If you’re renting through Boatsetter, message the owner ahead of time to confirm whether rods and a livewell come with the boat. Many do, but it saves a wasted trip to the tackle counter.

Techniques that work on Lake Pleasant

You don’t need a guide to catch fish here if you know the three tactics that consistently produce. Each targets a different situation you’ll run into on the water.

  1. Trolling for stripers. When fish are scattered, trolling covers water fast. Pull deep-diving crankbaits or spoons behind the boat at 2 to 3 mph along main-lake points and drop-offs. Once you mark fish on your electronics, slow down and work that zone. Trolling techniques shine in early summer when stripers spread out but haven’t gone fully deep.
  1. Chasing topwater boils. In spring and fall, watch for birds diving and water churning near the surface. That’s a striper school pushing shad up. Cut the engine, cast a topwater plug or a swimbait into the edge of the boil, and hang on. Don’t drive into the middle of the school, you’ll scatter it. This is the most exciting way to fish the lake and the reason spring bookings fill first.
  1. Drop-shotting for largemouth and deep fish. When largemouth bass hold tight to rocky points or the bite goes deep in summer, a drop-shot rig gets a soft plastic down where they are without spooking them. Use a light weight, a finesse worm, and barely move it. On tough days this out-fishes everything else, and it works for suspended crappie too.

For catfish, switch to cut bait or nightcrawlers on the bottom after dark near the deeper flats. Flatheads in particular feed hard on summer nights, and a 15-pounder isn’t unusual. This mix of finesse and reaction fishing is a big part of why anglers who’ve fished lakes like Lake Travis or Lake Tahoe still find Lake Pleasant a fresh challenge.

How to book your Lake Pleasant fishing trip

Booking is straightforward. On Boatsetter, you can filter for fishing boats and captained charters near Lake Pleasant, compare what each includes, and message the owner or captain directly before you commit. Guided fishing trips list the captain’s experience and what gear comes aboard, so you know whether you’re bringing tackle or just yourself.

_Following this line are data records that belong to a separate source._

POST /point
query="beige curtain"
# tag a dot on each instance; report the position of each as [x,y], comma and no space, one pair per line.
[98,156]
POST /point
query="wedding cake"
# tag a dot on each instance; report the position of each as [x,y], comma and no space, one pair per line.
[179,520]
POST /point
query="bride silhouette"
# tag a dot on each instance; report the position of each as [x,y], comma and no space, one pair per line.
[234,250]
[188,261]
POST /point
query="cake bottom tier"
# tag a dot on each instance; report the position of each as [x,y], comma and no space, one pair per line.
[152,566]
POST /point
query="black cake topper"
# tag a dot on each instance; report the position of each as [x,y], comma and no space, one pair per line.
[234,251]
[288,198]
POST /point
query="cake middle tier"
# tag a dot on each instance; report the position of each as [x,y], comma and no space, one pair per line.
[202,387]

If you’re new to fishing a big lake, book a captained charter and let the captain handle the boat, the electronics, and finding the stripers. You bring your license, sunscreen, snacks, and a cooler for your catch. Trips typically launch early, especially in summer, so confirm the meeting time and dock the night before.

If you’d rather run your own day, rent a pontoon or a center console, load your bait from the marina, and set your own schedule. Either way, plan for the park entry fee, buy your Arizona license in advance, and get on the water early. That’s the whole formula for a good day chasing trophy bass on Lake Pleasant.